29 Aralık'ta Bangkok'tan kalkan Jeju Air uçağı Güney Kore'deki Muan Havaalanı'nda pistten çıkarak düştü ve 179 kişinin ölümüne neden oldu. Sadece 2 kişi kurtuldu.
Buckinghamshire New Üniversitesi Havacılık ve Güvenlik Okulu'nda havacılık operasyonları alanında kıdemli öğretim görevlisi olan Marco Chan, 2024'ün 'güvenlik açısından pek de iyi bir yıl olmadığını', ancak küresel uçak kazası oranının hala 1 milyon uçuş başına sadece 1,3 civarında olduğunu söylüyor.
Massachusetts Teknoloji Enstitüsü'ndeki (MIT) araştırmacılar tarafından yapılan bir çalışmada, 2018 ile 2022 yılları arasında ticari uçaklardaki ölüm oranının 13,7 milyon yolcu başına 1 olduğu tahmin ediliyor.
Bu da uçak ölümlerinin, yaklaşık her 7,9 milyon binişte 1 ölümün yaşandığı 2008-2017 yılları arasında ve her 350 bin yolcudan 1'inin öldüğü 1968-1977 yılları arasında olduğundan çok daha nadir olduğunu gösteriyor.
Eski bir RAF Chinook pilotu ve havada çarpışmadan kaçınma konusunda uzmanlaşmış özel danışman Paul Kennard, uçak kazalarının hala 'yok denecek kadar nadir' olduğunu vurguladı:
"Haberlere konu olmalarının nedeni çok nadir olmaları ve tek seferde etkilenen hayatların sayısı. Ancak havalimanına yaptığınız yolculuğun uçağa binmekten çok daha tehlikeli olduğu da bir gerçek."
Hava yolculuğu ile diğer ulaşım türleri karşılaştırıldığında, rakamlar Haziran 2024'te sona eren yıl boyunca Birleşik Krallık'ta 1607 kişinin trafik kazalarında öldüğünü gösteriyor.
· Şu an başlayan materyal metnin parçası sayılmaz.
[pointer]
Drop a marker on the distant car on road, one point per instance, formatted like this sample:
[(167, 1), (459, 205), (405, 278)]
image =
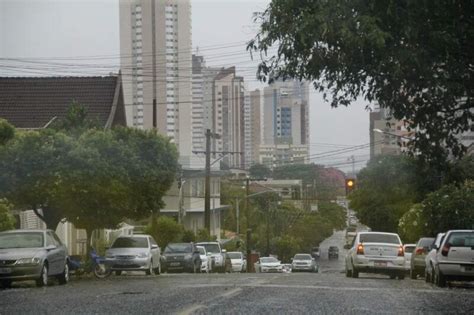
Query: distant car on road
[(417, 261), (333, 252), (268, 264), (455, 258), (32, 255), (181, 257), (134, 253), (376, 252), (303, 262), (408, 249)]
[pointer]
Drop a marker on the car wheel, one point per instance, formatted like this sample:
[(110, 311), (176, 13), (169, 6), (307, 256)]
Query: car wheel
[(63, 278), (149, 272), (43, 278)]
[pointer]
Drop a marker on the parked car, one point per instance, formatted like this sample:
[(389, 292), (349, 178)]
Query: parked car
[(217, 254), (333, 252), (408, 249), (455, 257), (417, 261), (134, 253), (206, 261), (268, 264), (431, 257), (238, 263), (181, 257), (303, 262), (375, 252), (32, 255)]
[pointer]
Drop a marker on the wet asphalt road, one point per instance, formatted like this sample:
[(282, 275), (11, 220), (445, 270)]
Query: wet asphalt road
[(326, 292)]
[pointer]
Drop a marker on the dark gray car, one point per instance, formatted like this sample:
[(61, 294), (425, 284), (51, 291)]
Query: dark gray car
[(32, 255)]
Bu da günde yaklaşık 4 kişiye denk geliyor. Demiryolu ağında ise Nisan 2023 ile Mayıs 2024 arasında 10 kişi hayatını kaybetti.
Bir uçak yolculuğunun en tehlikeli kısmı nedir?
Aynı zamanda deneyimli bir Airbus pilotu olan Chan, kalkış ve inişin herhangi bir uçuşun en "kritik" aşamaları olduğunu söylüyor.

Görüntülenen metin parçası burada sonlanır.